Da diversi anni, la sicurezza di questo carcere fatiscente è affidata a una società privata, che ha un contratto con il Ministero della Giustizia. Prima di uscire, il responsabile del carcere, il commissario Ahamada Oussouf, che indossa una camicia hawaiana, occhiali a specchio e cappello texano, ci invita nel suo ufficio, un bugigattolo di un metro per due. Il computer e la stampante sulla sua piccola scrivania sono spenti e sicuramente non funzionano. I dati essenziali sulla popolazione detenuta sono scritti col gessetto su una lavagna appesa alle sue spalle e li ha riportati a penna su un foglietto che ci consegna. “Avete visto come vivono i detenuti. Guardate ora in che condizioni lavoro io... Chiedo solo che qualcuno finanzi un corso di formazione del personale penitenziario.” A sua disposizione ha solo sette agenti, tra cui tre donne, reclutati tra i ranghi della polizia e un furgoncino di pochi posti del tutto insufficiente per portare in tribunale la massa di detenuti in attesa di giudizio.
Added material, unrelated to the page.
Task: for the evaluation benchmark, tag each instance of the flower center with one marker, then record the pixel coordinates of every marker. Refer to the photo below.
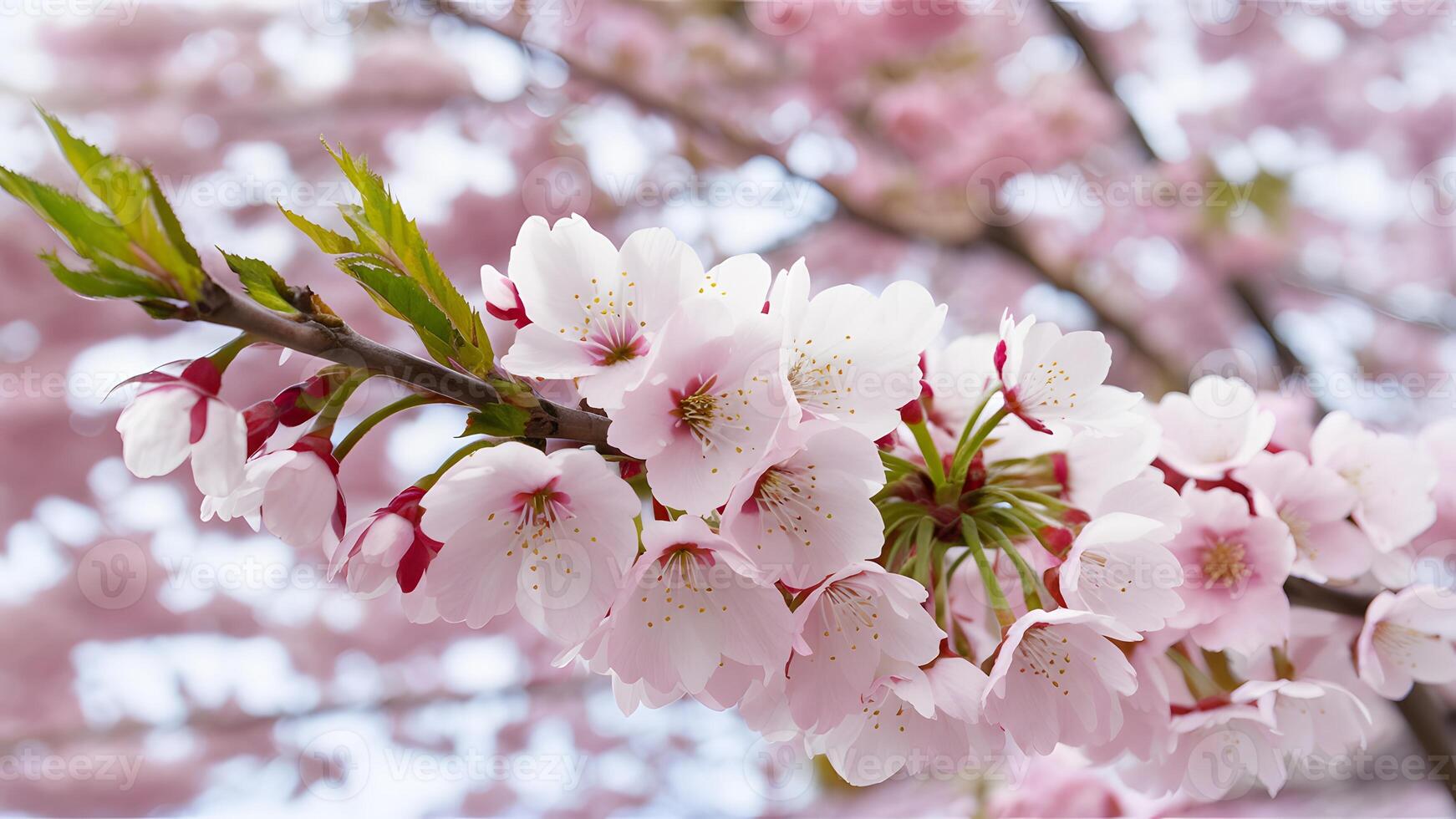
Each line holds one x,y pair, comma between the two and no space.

Dopo l’indipendenza dichiarata unilateralmente nel 1975, le tre Isole Comore – Gran Comora, Anjouan e Moheli – sono state dalla Francia abbandonate a se stesse, insieme alle loro prigioni. Altre due isolette dell’arcipelago, le Mayotte, che hanno scelto di rimanere francesi, sono state ricompensate con generosi sussidi sociali, notevoli vantaggi economici e una caserma della Legione Straniera.
Usciamo dalla prigione di Moroni con un senso di nausea. Non avevamo mai visto uno stato tale di degrado e desolazione in nessun altro luogo di privazione della libertà. Il suo decadimento totale e le disumane condizioni di vita di chi ha avuto la sventura di finirci dentro non sono solo un fatto nazionale comoriano. Interrogano anche la coscienza collettiva del mondo “civile” e, soprattutto, richiamano la responsabilità dell’Europa che, dopo aver un secolo fa edificato e poi lasciato in eredità carceri, forche e altri patiboli – ignoti nella tradizione africana –, ha il dovere oggi di riparare, a partire dalle prigioni, almeno con un’oncia di solidarietà, donando a questo Paese un minimo di decenza civile, di dignità umana, di pietà.
 
* Dall’11 al 22 novembre 2014, Nessuno tocchi Caino e il Partito Radicale hanno effettuato una missione in Africa per suscitate voti a favore della Risoluzione Onu per la moratoria universale delle esecuzioni capitali che sarebbe stata votata a dicembre di quello stesso anno al Palazzo di Vetro. La delegazione, composta da Sergio D’Elia, Marco Perduca e Marco Maria Freddi, si è recata prima in Zimbabwe e nelle Isole Comore e, nella terza tappa della missione, in Niger dove si sono uniti anche Marco Pannella, Matteo Angioli e Stefano Marrella. Questo reportage di Sergio D’Elia e quello che segue di Marco Perduca, entrambi pubblicati su Panorama.it, sono il resoconto di due tappe importanti della missione.